First pitch honors

April 30, 2013

By Lillian O'Rorke

Eastside Catholic High School’s baseball team goes to pinch pitcher for Mariner’s pregame ceremony

Eastside Catholic High School student Hayden Meier (left), Seattle Mariners pitcher Oliver Perez, students Chris Miller, Sydney Weber, Jane Dickison and Alex Foley, and Mariners pitcher Bobby LaFromboise, pose at the April 13 Mariner baseball game against the Texas Rangers.

Eastside Catholic High School student Hayden Meier (left), Seattle Mariners pitcher Oliver Perez, students Chris Miller, Sydney Weber, Jane Dickison and Alex Foley, and Mariners pitcher Bobby LaFromboise, pose at the April 13 Mariner baseball game against the Texas Rangers.

It wasn’t a hall-of-famer, a politician or a rock star that threw the first pitch of the Mariners’ home game April 13. It was Jane Dickison, a 20-year-old developmentally disabled woman from Sammamish.

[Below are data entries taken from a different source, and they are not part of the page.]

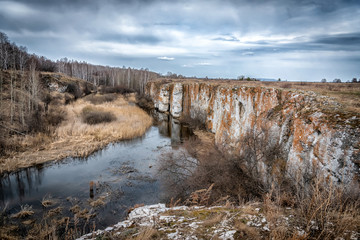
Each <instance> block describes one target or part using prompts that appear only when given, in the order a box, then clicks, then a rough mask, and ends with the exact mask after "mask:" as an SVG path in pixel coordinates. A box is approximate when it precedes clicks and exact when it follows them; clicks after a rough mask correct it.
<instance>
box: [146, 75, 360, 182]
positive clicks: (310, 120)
mask: <svg viewBox="0 0 360 240" xmlns="http://www.w3.org/2000/svg"><path fill="white" fill-rule="evenodd" d="M146 93H147V94H148V95H149V96H150V97H151V98H152V99H153V101H154V103H155V107H156V108H157V109H158V110H159V111H162V112H169V113H170V114H171V115H172V116H174V117H183V116H190V117H191V118H198V119H200V120H201V121H203V122H204V123H205V125H206V128H207V129H208V130H209V131H211V132H212V133H214V134H215V143H216V145H217V146H218V147H219V148H221V149H222V150H224V151H231V152H235V153H236V152H240V151H241V149H242V148H241V144H242V140H243V139H244V137H245V136H246V135H247V134H249V132H250V133H254V132H257V133H260V134H261V132H263V131H264V129H266V131H267V132H268V133H269V134H268V138H267V141H275V142H276V143H278V144H279V145H280V146H281V147H282V149H283V151H284V152H285V153H286V161H287V170H288V172H289V173H290V174H292V173H294V174H295V172H299V171H303V172H305V171H307V172H308V174H313V173H314V172H315V169H316V171H322V172H324V173H326V174H327V175H328V176H331V177H332V178H333V179H334V180H335V181H338V180H341V181H344V182H349V181H351V180H353V179H354V178H355V177H357V165H356V164H354V163H355V162H359V160H360V155H359V136H360V134H359V127H360V126H359V124H358V123H359V119H358V118H357V117H356V116H354V117H352V118H349V119H343V118H342V116H337V115H336V114H335V112H334V111H332V110H336V109H338V108H339V107H341V106H339V105H337V103H336V102H333V101H330V100H329V99H328V98H325V97H321V96H318V95H316V94H315V93H312V92H300V91H286V90H280V89H274V88H265V87H246V86H234V85H230V84H224V83H222V84H221V83H220V84H216V83H214V82H191V81H183V82H181V81H177V82H170V81H168V82H165V81H154V82H150V83H148V85H147V89H146ZM325 110H326V111H327V112H326V111H325ZM324 111H325V112H324Z"/></svg>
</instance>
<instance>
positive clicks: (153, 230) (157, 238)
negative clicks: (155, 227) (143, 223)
mask: <svg viewBox="0 0 360 240" xmlns="http://www.w3.org/2000/svg"><path fill="white" fill-rule="evenodd" d="M128 239H135V240H150V239H160V233H159V232H158V231H157V230H156V229H154V228H150V227H148V228H144V229H142V230H141V231H140V232H139V234H138V235H136V236H135V237H131V238H128Z"/></svg>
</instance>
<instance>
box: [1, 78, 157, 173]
mask: <svg viewBox="0 0 360 240" xmlns="http://www.w3.org/2000/svg"><path fill="white" fill-rule="evenodd" d="M0 74H1V75H0V77H1V79H2V92H1V98H0V99H1V122H0V131H1V135H0V152H1V156H0V173H3V172H10V171H14V170H17V169H19V168H24V167H29V166H33V165H36V164H40V163H44V162H47V161H51V160H61V159H63V158H65V157H68V156H71V157H85V156H88V155H89V154H91V153H92V152H94V151H96V150H98V149H101V148H103V147H104V146H106V145H107V144H109V143H110V142H116V141H119V140H123V139H130V138H133V137H137V136H141V135H142V134H143V133H144V132H145V131H146V129H147V128H148V127H149V126H150V125H151V124H152V120H151V117H149V116H148V115H147V114H146V113H145V112H144V111H143V110H141V109H140V108H138V107H136V106H133V104H131V105H130V102H135V101H136V100H135V95H134V94H130V95H129V94H128V95H126V96H125V95H122V94H120V93H127V92H129V90H127V89H124V88H121V87H118V88H106V87H102V88H101V89H99V90H100V91H99V92H98V91H97V88H96V87H95V86H94V85H93V84H91V83H89V82H86V81H84V80H81V79H77V78H72V77H68V76H66V75H64V74H59V73H48V72H34V73H32V75H31V73H30V72H24V73H21V72H19V71H1V72H0ZM34 86H35V87H34Z"/></svg>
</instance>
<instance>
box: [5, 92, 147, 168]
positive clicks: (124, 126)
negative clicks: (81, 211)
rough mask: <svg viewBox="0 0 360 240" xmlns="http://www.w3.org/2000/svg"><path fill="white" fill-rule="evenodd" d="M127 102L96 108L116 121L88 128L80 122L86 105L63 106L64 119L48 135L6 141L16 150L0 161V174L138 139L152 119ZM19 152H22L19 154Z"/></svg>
mask: <svg viewBox="0 0 360 240" xmlns="http://www.w3.org/2000/svg"><path fill="white" fill-rule="evenodd" d="M133 99H134V96H130V97H129V100H126V99H125V98H124V97H118V98H117V99H116V100H115V101H113V102H105V103H103V104H98V105H96V107H97V108H102V109H104V110H106V111H108V112H111V113H112V114H114V115H115V116H116V120H115V121H113V122H110V123H100V124H96V125H89V124H86V123H83V121H82V117H81V111H82V109H83V108H84V107H86V106H89V105H90V106H93V107H95V105H92V104H89V103H88V102H86V101H83V100H81V99H80V100H78V101H76V102H74V103H72V104H69V105H66V106H65V107H64V111H66V113H67V119H66V120H65V121H63V122H62V123H61V124H60V125H59V126H58V127H57V128H56V130H55V132H54V133H53V134H51V135H47V134H43V133H39V134H36V135H28V136H25V137H16V138H17V139H9V141H16V142H18V145H19V147H18V148H21V149H17V151H14V152H13V153H12V154H11V155H10V156H7V157H2V159H0V172H5V171H14V170H16V169H19V168H24V167H29V166H33V165H36V164H41V163H44V162H47V161H52V160H61V159H63V158H65V157H69V156H70V157H86V156H88V155H89V154H91V153H93V152H94V151H96V150H99V149H101V148H103V147H105V146H106V145H107V144H109V143H111V142H116V141H120V140H125V139H132V138H136V137H140V136H141V135H143V134H144V133H145V131H146V130H147V129H148V128H149V127H150V126H151V124H152V118H151V117H150V116H149V115H148V114H147V113H146V112H144V111H143V110H142V109H140V108H138V107H137V106H131V105H130V104H129V102H128V101H131V100H133ZM19 150H21V151H22V152H19Z"/></svg>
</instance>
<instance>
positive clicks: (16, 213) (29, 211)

The honor was originally offered to the Eastside Catholic High School baseball team. Instead of choosing from among themselves, the boys decided to offer the opportunity to one of their classmates in the school’s Options Program, which provides instruction for students with developmental disabilities. Dickison is in her final year of the program and was selected for the spot on the mound.

“We thought it would be awesome to give someone with disabilities the opportunity to do something like this they couldn’t be able to do otherwise,” said Alex Foley, of Issaquah, one of the team’s four co-captains. Foley has already played at Safeco Field in the Mariners High School Baseball Classic and was set to do so again April 20, when the Eastside Catholic Crusaders were going to faceoff against Newport.

“We get the opportunity no matter what, but an Options student wouldn’t,” he added.

This wasn’t the first time Jane met the boys. For the past four years, the Crusaders have volunteered with the Special Olympics and many of the team members, including co-captains Hayden Meier, of Sammamish, and Foley, also work as peer tutors in the Options Program.

In the weeks leading up to the April 13 game, Foley, Meier and their teammate Blake Gillespie met with Dickison four times after school to hone her pitching skills. The boys had planned more training sessions, but it soon became apparent they weren’t necessary.

“She did great the first time we went out,” Foley said. “She would have been ready to go after one practice. She is a good listener.”

Dickison was already an athlete. As a little girl, she played T-ball and softball. She also regularly competes in the Special Olympics. Right now, she’s playing soccer, but her winter sport, basketball, is No. 1 in her heart, her mother Terry Dickison said. So, when her daughter found that someone from the Options Program would get to throw the first pitch at a Mariners game, she didn’t hesitate.

“Jane, of course, jumped right in,” Terry said. “She loves all sports. And, of course, she can be fairly fearless.”

The same was not true for Jane’s parents.

“Her dad and I were worried. Safeco Field is a big deal,” Terry said. “I was a nervous wreck.”

When the big day came, Terry recalled that her daughter told her, “I’m not scared. My friends are with me.”

Foley, who is usually the starting, left-handed pitcher for the Eastside Catholic Crusaders, took his spot behind the Mariners’ home plate and waited for Jane to do her thing. Just as they practiced, Jane hurled the ball into Foley’s glove.

“It was pretty nice and awesome, and I wasn’t really scared,” Jane said. “It was pretty hard, but Alex helped me through it.”

Since Jane proved to already be pretty good at throwing the ball, much of the preparation was just the boys making sure that she knew, step-by-step, what to expect that day, Terry explained.

Terry added that she was overwhelmed and touched by the team’s choice to hand over the opportunity to her daughter. However, she said, she wasn’t surprised by the boys.

“That’s the way they live. That is their inner beauty,” she explained. “The team is a beautiful group of boys, and they represent the culture of Eastside Catholic.”

The Options Program and its students aren’t just a side note at the school, she added, but an important part of the student body.

“They are loved and embraced,” she said. “They appreciate them, they value them, they learn from them.”